Microsoft Windows 7 and Windows Server 2008 operating systems reached their end-of-life (EOL) date on January 14, 2020. This means that Microsoft will no longer provide patches to secure, update, fix or improve these systems, and, as a result, users who decide not to upgrade or change systems could be exposed to dangerous cyber vulnerabilities.
Windows 7 has long been one of the most popular Microsoft operating systems. Even today, almost 11 years after it was first launched, millions of PCs are still running Windows 7 despite Microsoft spending years of effort trying to get users to upgrade to Windows 10 free of charge. Estimates from Netmarketshare in December 2019 indicate that approximately 26.6% of all users operating Windows OS are using Windows 7, giving the recent EOL event a cyber risk profile that may be unprecedented in the history of software.
Eddie Chang (pictured), VP of cyber risk management at Travelers, commented: “Now that they’ve reached EOL, these systems are gradually going to become more and more exposed to cyberattacks. Next month, when Microsoft releases patches for its operating systems, it will not include patches for Windows 7. That means, as each month goes on, there will be more and more vulnerabilities that criminals and attackers will be able to learn about and will try to exploit on Windows 7 systems.”
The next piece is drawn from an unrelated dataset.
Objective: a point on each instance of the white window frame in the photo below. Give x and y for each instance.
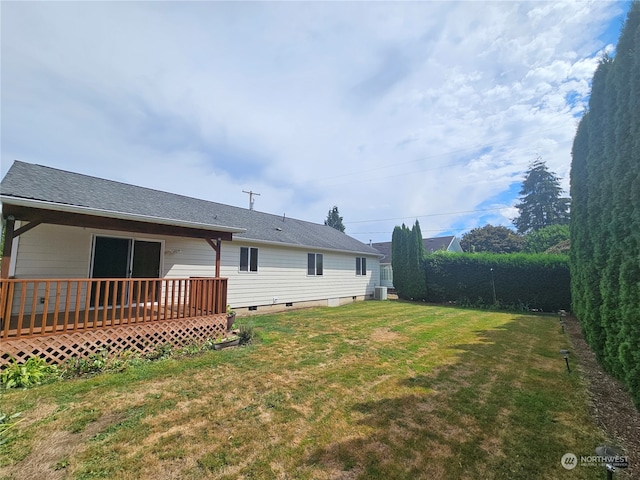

Cyber criminals are savvy. When Microsoft continues to release new patches for its later software programs, for example Windows 10, cyber criminals will be able to analyse those patches, figure out where the vulnerabilities lie and then see if those vulnerabilities also apply to the millions of Windows 7 systems still in operation. Essentially, every time a new patch comes into play, Windows 7 users gain more exposure.
In this context, companies need to have a complete understanding of where they have Windows 7 systems in their environment, according to Chang. Once they’re clear about that, they need to come up with a plan to modernize and/or protect those systems from potential cyber vulnerabilities.
Read next: Top 10 cyber insurance companies in the US
“One risk we sometimes see is when businesses outsource their IT to a third-party service provider, and then that IT provider falls behind on patching,” Chang told Insurance Business. “In that case, the business may not even be aware that their computers are going out of date because it’s something that they’ve delegated to another company and they just haven’t been paying close enough attention to it. If a company is using an outsourced IT provider, it would be a good idea to periodically check and see if their computers are up to date and being patched as fast as they want them to be.”
Most well-run businesses pay attention to their patching. But there are also some businesses that have legitimate reasons for not upgrading to newer operating systems. And in doing so, they know they’re taking on some risk.
Chang explained: “This is something we see very often with manufacturers and companies that are using medical devices and other internet of things connected devices. In those cases, it’s going to be important for a company that can’t move off Windows 7 to really take a close look at how they can protect those older systems using other controls, which we call compensating controls.”